It was a blessing to behold. Not only did all the more local pops and cracks and booms distract from the big show on Pikes Peak—bigger than ever this year, it turned out—I declined to sing “Auld Lang Syne” aloud as I did last year. It seemed much too solemn for the mood. 


Fireworks from the summit of Pikes Peak, as they more-or-less appeared from my back patio. There are better photos from where I found this one at www.kktv.com. Credit: David Warner. All other photos in this post are mine.

I wasn’t big on solemnity last night. Nor was I feeling frivolous; I was grateful for the exhaustion that drove me to bed just before 2 a.m. I could have done without those damned cramps, though.

I awoke and went over my blog stats for the year. I went month by month, added the total for each quarter, then added up the quarter totals. The fourth quarter alone was astonishing, but consider the larger picture: at the beginning of 2013 I had 1,478 all time total views on this site. I ended the year with an all-time total of 15,762. The current numbers are still laughable by Web standards, but as I’ve said before, near-total obscurity beats total obscurity. If I could find a way to apply this same percentage of increase to this year’s starting number.....

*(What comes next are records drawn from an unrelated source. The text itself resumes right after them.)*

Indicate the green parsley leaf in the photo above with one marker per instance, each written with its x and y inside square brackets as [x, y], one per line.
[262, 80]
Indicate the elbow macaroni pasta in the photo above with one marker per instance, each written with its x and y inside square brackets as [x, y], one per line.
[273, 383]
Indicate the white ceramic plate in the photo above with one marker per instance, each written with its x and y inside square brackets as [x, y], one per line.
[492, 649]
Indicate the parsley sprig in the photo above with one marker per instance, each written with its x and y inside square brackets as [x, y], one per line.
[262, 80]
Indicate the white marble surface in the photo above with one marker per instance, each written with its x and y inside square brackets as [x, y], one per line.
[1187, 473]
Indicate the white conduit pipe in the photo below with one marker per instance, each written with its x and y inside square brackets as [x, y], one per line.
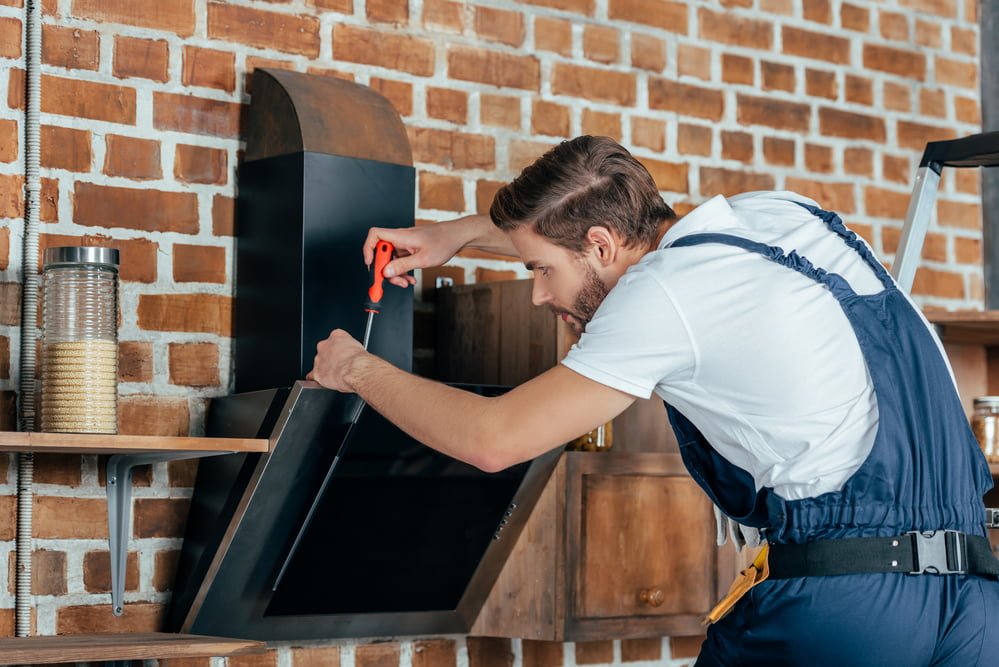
[29, 311]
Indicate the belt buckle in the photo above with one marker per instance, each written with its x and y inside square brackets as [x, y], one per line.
[939, 552]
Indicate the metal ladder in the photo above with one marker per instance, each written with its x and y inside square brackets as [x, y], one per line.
[977, 150]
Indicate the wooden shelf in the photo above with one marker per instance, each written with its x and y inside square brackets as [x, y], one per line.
[970, 327]
[80, 443]
[139, 646]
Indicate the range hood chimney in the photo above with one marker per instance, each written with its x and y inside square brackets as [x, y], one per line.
[403, 540]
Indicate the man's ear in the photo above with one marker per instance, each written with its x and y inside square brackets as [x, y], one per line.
[603, 243]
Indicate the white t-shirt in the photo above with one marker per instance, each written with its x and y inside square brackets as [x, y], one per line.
[760, 358]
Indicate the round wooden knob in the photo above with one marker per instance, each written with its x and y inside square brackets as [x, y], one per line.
[652, 596]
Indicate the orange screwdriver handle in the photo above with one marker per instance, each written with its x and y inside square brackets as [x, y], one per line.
[383, 255]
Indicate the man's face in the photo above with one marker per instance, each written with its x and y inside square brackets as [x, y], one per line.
[564, 281]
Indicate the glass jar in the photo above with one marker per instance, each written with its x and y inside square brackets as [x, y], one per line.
[985, 424]
[80, 340]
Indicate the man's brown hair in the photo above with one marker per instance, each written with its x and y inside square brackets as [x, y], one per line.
[582, 183]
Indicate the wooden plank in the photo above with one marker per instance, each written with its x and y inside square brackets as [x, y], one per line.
[126, 646]
[89, 443]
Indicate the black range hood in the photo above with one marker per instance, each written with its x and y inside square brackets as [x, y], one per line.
[403, 539]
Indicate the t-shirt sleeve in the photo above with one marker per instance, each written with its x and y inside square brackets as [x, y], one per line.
[636, 339]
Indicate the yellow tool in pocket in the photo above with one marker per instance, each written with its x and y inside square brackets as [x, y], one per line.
[752, 575]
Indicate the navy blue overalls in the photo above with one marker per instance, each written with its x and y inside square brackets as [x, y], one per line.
[925, 472]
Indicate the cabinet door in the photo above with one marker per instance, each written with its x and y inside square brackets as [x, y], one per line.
[644, 558]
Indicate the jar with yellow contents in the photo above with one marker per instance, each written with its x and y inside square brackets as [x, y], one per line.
[985, 424]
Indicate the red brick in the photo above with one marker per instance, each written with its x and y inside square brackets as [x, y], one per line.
[550, 118]
[147, 210]
[485, 191]
[198, 264]
[132, 158]
[837, 123]
[152, 415]
[853, 17]
[945, 8]
[693, 61]
[493, 67]
[648, 52]
[203, 313]
[174, 16]
[383, 49]
[728, 28]
[434, 653]
[267, 30]
[958, 214]
[387, 11]
[499, 111]
[97, 572]
[693, 139]
[601, 44]
[195, 115]
[376, 655]
[897, 97]
[789, 116]
[777, 76]
[944, 284]
[200, 164]
[489, 652]
[738, 69]
[578, 6]
[648, 133]
[9, 139]
[668, 176]
[137, 617]
[729, 182]
[636, 650]
[10, 37]
[456, 150]
[60, 517]
[601, 124]
[894, 26]
[165, 565]
[135, 361]
[821, 84]
[65, 148]
[819, 11]
[778, 152]
[78, 98]
[858, 161]
[444, 14]
[881, 203]
[447, 104]
[956, 72]
[499, 25]
[554, 35]
[917, 135]
[209, 68]
[223, 215]
[685, 99]
[443, 193]
[68, 47]
[137, 256]
[904, 63]
[737, 146]
[398, 93]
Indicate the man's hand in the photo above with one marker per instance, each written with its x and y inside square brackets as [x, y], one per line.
[334, 357]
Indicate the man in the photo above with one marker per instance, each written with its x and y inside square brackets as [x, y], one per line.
[809, 396]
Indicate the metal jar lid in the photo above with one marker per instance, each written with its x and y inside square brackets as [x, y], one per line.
[76, 255]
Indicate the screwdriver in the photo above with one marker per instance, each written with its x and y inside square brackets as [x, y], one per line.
[383, 255]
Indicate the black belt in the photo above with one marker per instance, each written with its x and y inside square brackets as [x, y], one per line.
[933, 552]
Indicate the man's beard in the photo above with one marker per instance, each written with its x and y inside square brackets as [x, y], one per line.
[587, 301]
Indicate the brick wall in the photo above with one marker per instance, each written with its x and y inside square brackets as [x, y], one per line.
[141, 120]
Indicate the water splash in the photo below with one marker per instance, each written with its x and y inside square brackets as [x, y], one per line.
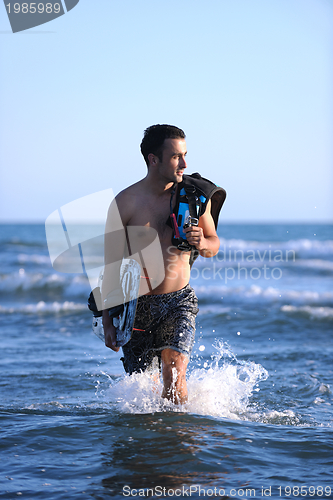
[221, 388]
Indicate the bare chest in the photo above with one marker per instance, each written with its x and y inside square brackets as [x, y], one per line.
[153, 213]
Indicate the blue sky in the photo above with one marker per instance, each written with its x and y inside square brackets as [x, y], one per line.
[250, 82]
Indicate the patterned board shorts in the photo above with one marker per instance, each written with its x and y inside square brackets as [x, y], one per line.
[168, 321]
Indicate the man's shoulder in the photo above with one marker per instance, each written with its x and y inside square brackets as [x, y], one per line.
[130, 193]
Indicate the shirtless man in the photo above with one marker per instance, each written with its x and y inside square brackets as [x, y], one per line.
[170, 335]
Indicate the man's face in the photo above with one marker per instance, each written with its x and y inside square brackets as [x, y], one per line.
[173, 160]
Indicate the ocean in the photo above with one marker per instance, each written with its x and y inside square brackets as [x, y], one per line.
[259, 418]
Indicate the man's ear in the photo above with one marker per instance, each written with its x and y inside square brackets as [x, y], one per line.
[153, 159]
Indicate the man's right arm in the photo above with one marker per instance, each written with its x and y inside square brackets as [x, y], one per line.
[114, 249]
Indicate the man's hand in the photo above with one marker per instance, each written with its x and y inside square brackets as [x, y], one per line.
[109, 332]
[195, 237]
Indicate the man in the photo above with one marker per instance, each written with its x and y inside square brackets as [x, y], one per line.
[165, 318]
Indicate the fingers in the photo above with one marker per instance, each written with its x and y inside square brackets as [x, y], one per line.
[194, 235]
[110, 338]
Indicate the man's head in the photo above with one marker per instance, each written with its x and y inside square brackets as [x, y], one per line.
[154, 137]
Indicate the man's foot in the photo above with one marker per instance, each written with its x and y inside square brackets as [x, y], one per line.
[174, 366]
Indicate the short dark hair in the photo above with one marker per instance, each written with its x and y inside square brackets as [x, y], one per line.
[154, 137]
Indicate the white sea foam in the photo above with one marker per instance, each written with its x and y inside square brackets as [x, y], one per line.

So much to do, so little time. Ain’t it always the way? Tomorrow I go back into work for the rushed finale to my temp gig, where I’ll spend the entire weekend, Sunday included, hustling overpriced textbooks to returning college students. I’ll have to celebrate Twelfth Night and the end of the season late. Meanwhile, there are chores to attend to today. I’ve taken way too much time on this post as it is.

And I know, I know...I need to bring you guys some zombies. No argument there. We’re way overdue for an incursion.
My desk this late a.m., with coffee and mimosa. The rest of my office looks even worse—but better than it did a week ago. Making this space more inviting and productive is another work in progress, among many.

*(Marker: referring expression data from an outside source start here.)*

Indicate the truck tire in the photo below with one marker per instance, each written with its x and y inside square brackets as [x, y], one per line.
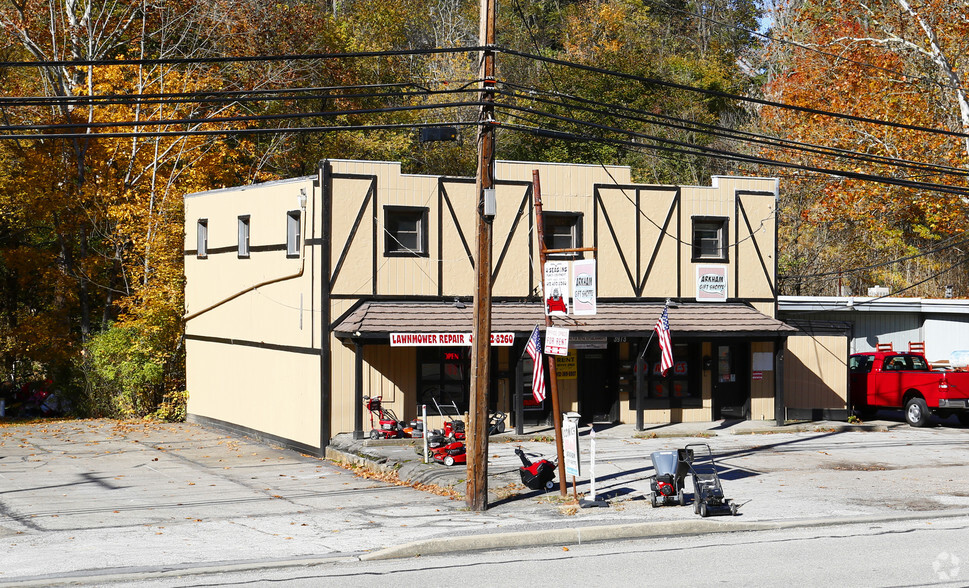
[916, 412]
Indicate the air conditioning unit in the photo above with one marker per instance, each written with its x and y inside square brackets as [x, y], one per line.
[876, 291]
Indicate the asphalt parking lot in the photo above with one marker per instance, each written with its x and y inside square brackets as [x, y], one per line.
[82, 498]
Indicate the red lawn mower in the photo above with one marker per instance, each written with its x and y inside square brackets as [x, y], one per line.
[538, 475]
[445, 449]
[388, 426]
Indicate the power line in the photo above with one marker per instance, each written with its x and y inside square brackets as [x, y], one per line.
[719, 94]
[692, 149]
[238, 59]
[732, 134]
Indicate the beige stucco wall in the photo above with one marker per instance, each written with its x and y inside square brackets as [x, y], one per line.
[253, 386]
[262, 383]
[816, 371]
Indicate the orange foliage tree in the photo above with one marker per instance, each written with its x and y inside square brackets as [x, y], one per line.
[888, 61]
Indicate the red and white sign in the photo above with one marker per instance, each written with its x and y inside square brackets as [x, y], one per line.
[443, 339]
[556, 341]
[556, 288]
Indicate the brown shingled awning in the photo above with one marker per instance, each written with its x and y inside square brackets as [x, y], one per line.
[377, 319]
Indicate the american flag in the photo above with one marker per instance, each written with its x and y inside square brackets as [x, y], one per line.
[662, 329]
[534, 349]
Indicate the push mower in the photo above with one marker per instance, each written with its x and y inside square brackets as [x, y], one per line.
[444, 450]
[666, 485]
[388, 425]
[707, 491]
[453, 427]
[538, 475]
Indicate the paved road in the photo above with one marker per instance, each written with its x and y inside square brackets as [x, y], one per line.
[98, 497]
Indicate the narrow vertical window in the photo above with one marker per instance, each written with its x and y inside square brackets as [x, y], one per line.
[202, 239]
[292, 233]
[244, 236]
[710, 239]
[563, 230]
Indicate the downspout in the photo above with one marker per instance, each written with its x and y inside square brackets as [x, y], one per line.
[302, 266]
[326, 232]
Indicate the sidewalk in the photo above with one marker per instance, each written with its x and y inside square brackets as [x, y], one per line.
[98, 501]
[404, 456]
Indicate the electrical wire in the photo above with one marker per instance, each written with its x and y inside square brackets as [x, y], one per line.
[720, 94]
[692, 149]
[682, 124]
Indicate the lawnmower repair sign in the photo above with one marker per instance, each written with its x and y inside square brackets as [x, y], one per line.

I promised my wife I’d take the boxes out to the shed today. She took down all the ornaments yesterday and the day before, leaving only the lights and tinsel up in honor of last night. She’s taking down the tree this evening. Note the scythe at right, left over from Halloween.
 

The box for my wife’s star present for Christmas 2013. Hard to believe that was a week ago today. As it happens, I can throw out the box. My wife really likes her present. The banana chips she’s made with this thing are a revelation.


Farewell to this festive seasonal doormat for another 11 months. After I run it through the wash with my beer-soaked chair mat from my office, that is. Happy 2014!